In his late nineteenth century translation of the Jerusalem Talmud into French, Moise Schwab translated the word shor as "le bouef" (rather than "le teureau"). De Sola's English translation of the Mishnah, published in 1843, uses the word ox. So does the 1878 compendium by Joseph Barclay, and the first complete English translation of the Talmud, by Michael Rodkinson, published between 1896 and 1903. The translation of shor as ox is goes back to these early translations, but the suggestion that the meaning of the word is a 'castrated male bovine quadraped' is certainly wrong. Jews are forbidden to castrate their animals, and a castrated bull would have been ineligible to use as a sacrifice. And so we must conclude that the best translation of the word shor (שור) is a bull.
The delightfully named lecturer Dr.
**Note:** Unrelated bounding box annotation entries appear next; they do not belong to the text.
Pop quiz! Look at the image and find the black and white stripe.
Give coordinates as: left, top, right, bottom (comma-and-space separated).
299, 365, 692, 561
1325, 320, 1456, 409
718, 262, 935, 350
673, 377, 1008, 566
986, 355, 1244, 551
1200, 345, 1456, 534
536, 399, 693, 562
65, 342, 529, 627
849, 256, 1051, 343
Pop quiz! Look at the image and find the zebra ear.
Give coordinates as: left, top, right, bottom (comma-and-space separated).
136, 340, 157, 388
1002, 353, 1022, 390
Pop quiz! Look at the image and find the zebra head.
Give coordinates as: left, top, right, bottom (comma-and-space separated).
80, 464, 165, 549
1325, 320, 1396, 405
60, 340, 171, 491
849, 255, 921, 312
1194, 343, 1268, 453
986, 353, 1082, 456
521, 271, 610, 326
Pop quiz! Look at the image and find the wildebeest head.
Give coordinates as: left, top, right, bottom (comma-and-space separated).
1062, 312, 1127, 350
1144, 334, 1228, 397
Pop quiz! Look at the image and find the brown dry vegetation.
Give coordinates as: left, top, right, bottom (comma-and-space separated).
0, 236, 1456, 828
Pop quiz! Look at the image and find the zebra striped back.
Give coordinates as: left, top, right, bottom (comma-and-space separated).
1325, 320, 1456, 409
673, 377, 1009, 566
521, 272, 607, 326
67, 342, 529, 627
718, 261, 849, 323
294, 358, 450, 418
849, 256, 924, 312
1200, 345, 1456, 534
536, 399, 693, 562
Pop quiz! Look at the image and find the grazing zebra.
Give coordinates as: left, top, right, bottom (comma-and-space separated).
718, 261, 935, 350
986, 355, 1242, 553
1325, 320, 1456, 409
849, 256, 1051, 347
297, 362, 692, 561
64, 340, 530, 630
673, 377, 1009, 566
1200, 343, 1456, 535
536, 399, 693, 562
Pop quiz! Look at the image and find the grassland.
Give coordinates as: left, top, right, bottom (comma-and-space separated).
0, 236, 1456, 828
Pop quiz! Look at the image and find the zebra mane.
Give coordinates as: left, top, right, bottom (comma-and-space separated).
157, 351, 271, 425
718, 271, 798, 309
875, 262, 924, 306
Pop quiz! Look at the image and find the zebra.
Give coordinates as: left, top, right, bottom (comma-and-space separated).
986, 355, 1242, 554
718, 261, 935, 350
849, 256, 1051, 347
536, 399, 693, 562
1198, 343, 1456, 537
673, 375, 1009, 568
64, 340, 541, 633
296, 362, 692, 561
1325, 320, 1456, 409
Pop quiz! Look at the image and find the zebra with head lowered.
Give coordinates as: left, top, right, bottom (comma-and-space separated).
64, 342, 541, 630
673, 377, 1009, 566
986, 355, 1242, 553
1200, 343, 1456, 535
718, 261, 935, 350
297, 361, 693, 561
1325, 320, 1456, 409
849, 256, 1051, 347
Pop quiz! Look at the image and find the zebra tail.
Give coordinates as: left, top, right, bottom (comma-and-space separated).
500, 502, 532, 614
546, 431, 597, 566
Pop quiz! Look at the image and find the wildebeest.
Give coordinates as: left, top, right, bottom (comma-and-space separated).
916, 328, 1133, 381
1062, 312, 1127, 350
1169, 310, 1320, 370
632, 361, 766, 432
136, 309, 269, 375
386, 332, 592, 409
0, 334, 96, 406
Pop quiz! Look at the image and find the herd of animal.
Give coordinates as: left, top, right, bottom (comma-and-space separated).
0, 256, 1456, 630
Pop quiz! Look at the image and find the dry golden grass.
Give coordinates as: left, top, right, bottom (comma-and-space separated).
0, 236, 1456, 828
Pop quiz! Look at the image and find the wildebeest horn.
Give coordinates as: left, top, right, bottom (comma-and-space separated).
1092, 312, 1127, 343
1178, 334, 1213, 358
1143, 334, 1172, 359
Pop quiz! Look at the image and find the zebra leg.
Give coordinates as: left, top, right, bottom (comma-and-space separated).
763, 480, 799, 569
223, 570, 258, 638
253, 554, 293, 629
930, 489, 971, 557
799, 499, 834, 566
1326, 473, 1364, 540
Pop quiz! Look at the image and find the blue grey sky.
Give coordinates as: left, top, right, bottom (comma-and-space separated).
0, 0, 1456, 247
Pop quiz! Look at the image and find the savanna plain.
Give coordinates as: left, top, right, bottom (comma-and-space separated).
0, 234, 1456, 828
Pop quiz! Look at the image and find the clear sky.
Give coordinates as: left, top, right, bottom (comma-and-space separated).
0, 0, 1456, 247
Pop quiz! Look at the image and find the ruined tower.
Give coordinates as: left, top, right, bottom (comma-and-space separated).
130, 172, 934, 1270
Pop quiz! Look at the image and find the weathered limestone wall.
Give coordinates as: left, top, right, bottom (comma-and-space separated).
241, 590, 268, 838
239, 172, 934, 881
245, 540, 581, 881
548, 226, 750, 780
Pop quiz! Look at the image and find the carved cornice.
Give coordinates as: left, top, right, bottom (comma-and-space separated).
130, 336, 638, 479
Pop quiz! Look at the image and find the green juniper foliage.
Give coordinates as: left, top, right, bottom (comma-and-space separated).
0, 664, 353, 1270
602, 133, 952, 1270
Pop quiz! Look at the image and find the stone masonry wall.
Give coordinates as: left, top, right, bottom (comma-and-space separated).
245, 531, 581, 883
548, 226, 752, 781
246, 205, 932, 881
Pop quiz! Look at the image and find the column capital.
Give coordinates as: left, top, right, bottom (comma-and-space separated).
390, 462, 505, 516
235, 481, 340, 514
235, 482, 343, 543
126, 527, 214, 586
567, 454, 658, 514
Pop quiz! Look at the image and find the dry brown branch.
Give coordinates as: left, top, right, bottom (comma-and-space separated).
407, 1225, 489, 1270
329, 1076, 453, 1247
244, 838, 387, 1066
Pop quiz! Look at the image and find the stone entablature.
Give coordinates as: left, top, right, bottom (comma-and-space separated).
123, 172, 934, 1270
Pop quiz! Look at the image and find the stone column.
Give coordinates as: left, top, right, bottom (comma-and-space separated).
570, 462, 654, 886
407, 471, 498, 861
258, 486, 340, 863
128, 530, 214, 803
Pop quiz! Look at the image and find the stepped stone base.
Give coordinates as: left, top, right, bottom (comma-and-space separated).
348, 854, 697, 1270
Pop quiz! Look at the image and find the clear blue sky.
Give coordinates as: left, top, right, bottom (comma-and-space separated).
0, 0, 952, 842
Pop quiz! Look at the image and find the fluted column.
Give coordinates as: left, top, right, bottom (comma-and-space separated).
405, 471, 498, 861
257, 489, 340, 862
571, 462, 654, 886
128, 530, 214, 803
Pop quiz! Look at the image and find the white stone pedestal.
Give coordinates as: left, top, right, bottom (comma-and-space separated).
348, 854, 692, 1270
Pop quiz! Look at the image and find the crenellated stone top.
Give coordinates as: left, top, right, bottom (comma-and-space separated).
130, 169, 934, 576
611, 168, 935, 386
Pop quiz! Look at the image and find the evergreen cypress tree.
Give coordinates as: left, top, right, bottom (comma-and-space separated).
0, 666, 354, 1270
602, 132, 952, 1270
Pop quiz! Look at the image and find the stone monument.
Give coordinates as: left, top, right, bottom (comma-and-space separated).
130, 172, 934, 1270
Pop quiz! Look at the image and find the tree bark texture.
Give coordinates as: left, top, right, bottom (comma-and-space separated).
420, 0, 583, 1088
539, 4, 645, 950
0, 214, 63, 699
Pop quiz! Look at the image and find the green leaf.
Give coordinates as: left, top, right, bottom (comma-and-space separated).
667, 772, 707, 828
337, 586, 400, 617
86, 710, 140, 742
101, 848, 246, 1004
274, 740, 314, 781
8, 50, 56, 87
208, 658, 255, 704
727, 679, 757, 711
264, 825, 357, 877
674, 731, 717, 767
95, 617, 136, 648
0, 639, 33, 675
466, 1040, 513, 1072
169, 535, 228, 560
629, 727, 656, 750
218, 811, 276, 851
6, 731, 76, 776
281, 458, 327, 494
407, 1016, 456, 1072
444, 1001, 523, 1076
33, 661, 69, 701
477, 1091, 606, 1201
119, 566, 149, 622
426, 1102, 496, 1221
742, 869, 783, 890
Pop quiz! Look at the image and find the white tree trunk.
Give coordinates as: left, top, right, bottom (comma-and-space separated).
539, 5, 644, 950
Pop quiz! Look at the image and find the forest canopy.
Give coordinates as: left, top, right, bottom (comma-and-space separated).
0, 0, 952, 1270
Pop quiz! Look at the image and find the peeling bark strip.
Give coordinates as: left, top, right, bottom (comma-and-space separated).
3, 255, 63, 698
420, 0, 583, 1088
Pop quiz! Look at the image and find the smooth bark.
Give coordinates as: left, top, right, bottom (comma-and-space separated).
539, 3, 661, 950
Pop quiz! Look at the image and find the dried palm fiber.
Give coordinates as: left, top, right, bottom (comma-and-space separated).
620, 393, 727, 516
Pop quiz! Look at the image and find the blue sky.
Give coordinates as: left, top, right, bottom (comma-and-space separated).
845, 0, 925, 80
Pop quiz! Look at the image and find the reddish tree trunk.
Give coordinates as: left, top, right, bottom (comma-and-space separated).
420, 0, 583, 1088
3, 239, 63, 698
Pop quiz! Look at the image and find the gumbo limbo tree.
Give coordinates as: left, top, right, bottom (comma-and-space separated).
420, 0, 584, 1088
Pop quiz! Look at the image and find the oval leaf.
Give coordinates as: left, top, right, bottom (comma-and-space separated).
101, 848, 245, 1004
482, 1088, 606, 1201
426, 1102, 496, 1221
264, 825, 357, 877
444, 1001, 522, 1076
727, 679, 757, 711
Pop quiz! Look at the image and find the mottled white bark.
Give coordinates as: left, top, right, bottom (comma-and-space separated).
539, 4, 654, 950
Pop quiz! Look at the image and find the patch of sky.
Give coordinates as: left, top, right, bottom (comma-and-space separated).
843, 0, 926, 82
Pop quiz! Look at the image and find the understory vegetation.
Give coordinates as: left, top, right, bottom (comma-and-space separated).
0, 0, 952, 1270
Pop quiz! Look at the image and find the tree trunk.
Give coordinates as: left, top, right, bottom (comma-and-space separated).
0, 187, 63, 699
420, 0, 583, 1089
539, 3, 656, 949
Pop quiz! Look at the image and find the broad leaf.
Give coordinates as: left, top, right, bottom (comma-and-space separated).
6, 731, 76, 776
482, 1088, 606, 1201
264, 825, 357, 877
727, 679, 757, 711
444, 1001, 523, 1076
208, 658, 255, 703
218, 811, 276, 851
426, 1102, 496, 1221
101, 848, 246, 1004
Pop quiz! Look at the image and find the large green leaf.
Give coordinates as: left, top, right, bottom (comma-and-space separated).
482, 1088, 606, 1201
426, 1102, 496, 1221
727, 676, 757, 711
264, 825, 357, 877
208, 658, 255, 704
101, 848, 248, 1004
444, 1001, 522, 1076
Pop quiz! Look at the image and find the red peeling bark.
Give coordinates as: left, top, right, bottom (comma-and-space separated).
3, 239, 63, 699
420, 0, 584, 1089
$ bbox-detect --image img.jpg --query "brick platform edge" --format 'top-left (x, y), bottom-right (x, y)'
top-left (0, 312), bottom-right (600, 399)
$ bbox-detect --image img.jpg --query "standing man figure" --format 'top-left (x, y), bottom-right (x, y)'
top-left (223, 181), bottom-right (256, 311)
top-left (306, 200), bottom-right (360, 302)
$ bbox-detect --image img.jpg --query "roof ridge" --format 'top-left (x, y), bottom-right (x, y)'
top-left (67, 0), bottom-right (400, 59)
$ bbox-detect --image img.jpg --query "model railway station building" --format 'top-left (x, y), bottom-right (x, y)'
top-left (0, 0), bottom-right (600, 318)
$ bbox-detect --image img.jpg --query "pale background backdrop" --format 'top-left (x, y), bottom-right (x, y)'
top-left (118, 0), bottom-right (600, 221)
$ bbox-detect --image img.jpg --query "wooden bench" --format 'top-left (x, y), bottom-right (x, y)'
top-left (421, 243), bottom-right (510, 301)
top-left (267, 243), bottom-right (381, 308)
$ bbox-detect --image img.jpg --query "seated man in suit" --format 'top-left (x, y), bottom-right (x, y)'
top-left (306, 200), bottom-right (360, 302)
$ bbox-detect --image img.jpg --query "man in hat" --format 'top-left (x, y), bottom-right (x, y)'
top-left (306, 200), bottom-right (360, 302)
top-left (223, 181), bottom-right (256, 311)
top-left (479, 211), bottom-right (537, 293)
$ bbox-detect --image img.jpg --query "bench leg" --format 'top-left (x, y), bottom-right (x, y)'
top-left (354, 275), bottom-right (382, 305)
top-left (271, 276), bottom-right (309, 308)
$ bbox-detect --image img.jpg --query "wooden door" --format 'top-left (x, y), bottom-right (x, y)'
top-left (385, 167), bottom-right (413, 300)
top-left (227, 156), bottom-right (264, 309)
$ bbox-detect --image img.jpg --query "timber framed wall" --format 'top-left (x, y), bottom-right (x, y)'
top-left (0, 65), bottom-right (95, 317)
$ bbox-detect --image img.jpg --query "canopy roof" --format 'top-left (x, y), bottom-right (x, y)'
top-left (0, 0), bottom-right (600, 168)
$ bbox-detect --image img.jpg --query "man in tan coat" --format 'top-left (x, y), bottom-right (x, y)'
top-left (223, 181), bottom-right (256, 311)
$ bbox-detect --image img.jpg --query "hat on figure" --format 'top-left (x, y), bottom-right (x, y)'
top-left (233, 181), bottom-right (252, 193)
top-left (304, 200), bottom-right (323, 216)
Goodfriend from California State University recently published a lengthy paper (in this book) on the various terms for cattle in the Bible, and the question of whether a castrated bull (a gelding) could have been offered as a sacrifice in the Temple. The good professor Goodfriend concludes that indeed the prohibition against the castration of animals "would have placed the Israelite farmer at a disadvantage as fewer suitable animals would have been available for his use." One possible way to overcome come this (other than to use cows for ploughing) would have been to import castrated bulls from those who lived outside of Israel.
Injuries from Domestic bulls (and Cows too)
Injures from bullfighting are hardly surprising, and the Talmud in Bava Kamma does not focus its attention on them. Rather, it addresses injuries from domestic bulls and cows outside of the bull fighting arena. This is made clear in the Mishnah we will learn in the Daf Yomi cycle tomorrow, which discusses injuries caused by a cow. It turns out that these kind of injuries remain common even today. In 2009, orthopedists from Our Lady of Lourdes Hospital in Ireland published a fascinating paper entitled Cow-related trauma: A 10-year review of injuries admitted to a single institution. Over a decade, the hospital admitted 47 people with cow related trauma, most of whom sustained their injuries from kicking (unlike matadors, who suffer from horn related injuries). And next time you feel like walking across a field containing some gentle-looking cows, remember this: one of the patients was admitted with a head injury, a hip fracture and hypothermia after being trampled on by his herd of cattle in a field and found a number of hours later.
In another paper - Blunt Bovine and Equine Trauma - from La Crosse Lutheran Hospital in Wisconsin, researchers provided this illustrative case:
A 57-year-old male was pinned to the ground by a 2,000 pound dairy bull and repeatedly knocked to the ground forcefully at least seven times before he was able to crawl from the pen…Examination revealed the following injuries: bilateral flail chest, 13 rib fractures, bilateral hemopneumothoraces, renal contusion, two forearm fractures, left shoulder dislocation, bilateral scapula fractures, and dental alveolar fractures. The patient was treated by...mechanical ventilation for 15 days…His hospital course was complicated by Klebsiella pneumonia and at 16-month followup he remained severely dyspneic, unable to perform his usual farm work.
Cattle look gentle, and for the most part, they are. But they are large beasts with incredible strength. Hikers (and farmers) beware.